Saat ini SpaceX mempunyai keunggulan besar dari sisi frekuensi peluncuran.
Perusahaan dapat meluncurkan Falcon 9 dalam jumlah yang sulit disaingi kompetitor.
Rocket Lab, Firefly Aerospace, Relativity Space dan sejumlah pemain lain sedang berusaha memperbesar kapasitas mereka.
Stoke mencoba mengambil posisi berbeda melalui konsep full reusability.
Keberhasilan tetap belum terjamin.
Dalam industri roket, jadwal penerbangan sering mengalami penundaan.
Satu masalah pada mesin, struktur maupun software dapat menunda peluncuran selama berbulan-bulan.
Bahkan roket dari perusahaan berpengalaman tetap dapat mengalami kegagalan.

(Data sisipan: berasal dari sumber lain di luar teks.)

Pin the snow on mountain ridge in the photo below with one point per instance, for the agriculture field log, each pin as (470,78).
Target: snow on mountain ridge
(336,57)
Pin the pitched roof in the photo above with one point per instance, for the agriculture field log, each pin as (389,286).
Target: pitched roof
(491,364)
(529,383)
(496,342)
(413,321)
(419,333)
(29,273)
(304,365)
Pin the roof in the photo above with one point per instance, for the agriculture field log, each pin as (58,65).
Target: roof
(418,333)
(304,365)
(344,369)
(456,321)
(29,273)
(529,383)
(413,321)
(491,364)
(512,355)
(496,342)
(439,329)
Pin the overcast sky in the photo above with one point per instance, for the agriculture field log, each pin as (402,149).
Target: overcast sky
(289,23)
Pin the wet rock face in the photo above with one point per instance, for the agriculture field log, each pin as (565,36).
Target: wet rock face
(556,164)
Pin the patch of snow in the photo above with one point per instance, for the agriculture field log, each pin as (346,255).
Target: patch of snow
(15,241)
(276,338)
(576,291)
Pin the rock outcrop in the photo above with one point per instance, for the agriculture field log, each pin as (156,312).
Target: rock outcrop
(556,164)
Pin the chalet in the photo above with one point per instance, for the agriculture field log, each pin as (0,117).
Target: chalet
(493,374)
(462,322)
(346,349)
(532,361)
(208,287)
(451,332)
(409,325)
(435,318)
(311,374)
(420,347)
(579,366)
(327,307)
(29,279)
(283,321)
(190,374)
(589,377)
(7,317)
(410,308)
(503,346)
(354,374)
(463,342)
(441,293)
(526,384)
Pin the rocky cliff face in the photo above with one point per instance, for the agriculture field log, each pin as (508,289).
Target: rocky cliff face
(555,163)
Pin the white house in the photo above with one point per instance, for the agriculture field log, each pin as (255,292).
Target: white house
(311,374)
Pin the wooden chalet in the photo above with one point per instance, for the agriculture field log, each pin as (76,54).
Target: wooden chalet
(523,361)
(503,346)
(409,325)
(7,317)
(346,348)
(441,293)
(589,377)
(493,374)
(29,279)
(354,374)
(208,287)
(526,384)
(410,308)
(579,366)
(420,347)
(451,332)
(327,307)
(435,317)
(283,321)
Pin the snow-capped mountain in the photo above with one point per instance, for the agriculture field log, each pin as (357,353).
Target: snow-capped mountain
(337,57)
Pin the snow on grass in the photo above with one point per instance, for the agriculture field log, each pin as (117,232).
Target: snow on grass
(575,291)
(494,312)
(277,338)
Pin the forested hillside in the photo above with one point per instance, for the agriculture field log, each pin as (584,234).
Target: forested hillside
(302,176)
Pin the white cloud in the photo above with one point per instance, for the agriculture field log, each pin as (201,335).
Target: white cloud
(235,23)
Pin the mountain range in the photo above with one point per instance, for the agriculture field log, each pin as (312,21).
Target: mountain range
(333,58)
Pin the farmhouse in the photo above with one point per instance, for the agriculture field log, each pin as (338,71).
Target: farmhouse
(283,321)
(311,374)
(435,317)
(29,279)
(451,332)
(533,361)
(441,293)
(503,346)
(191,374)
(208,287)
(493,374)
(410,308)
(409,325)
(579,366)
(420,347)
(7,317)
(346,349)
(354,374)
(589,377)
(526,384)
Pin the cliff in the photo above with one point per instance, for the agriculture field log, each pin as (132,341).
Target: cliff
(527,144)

Karena itu target penerbangan awal 2027 akan menjadi ujian penting bagi Stoke.
Jika Nova Pathfinder berhasil mencapai orbit dan membuktikan teknologi reusable tahap keduanya, perusahaan dapat menjadi salah satu pemain paling menarik dalam industri luar angkasa swasta.
Pendanaan US$1 miliar yang diumumkan 8 September memberikan perusahaan cukup bahan bakar finansial untuk mencoba mencapai target tersebut.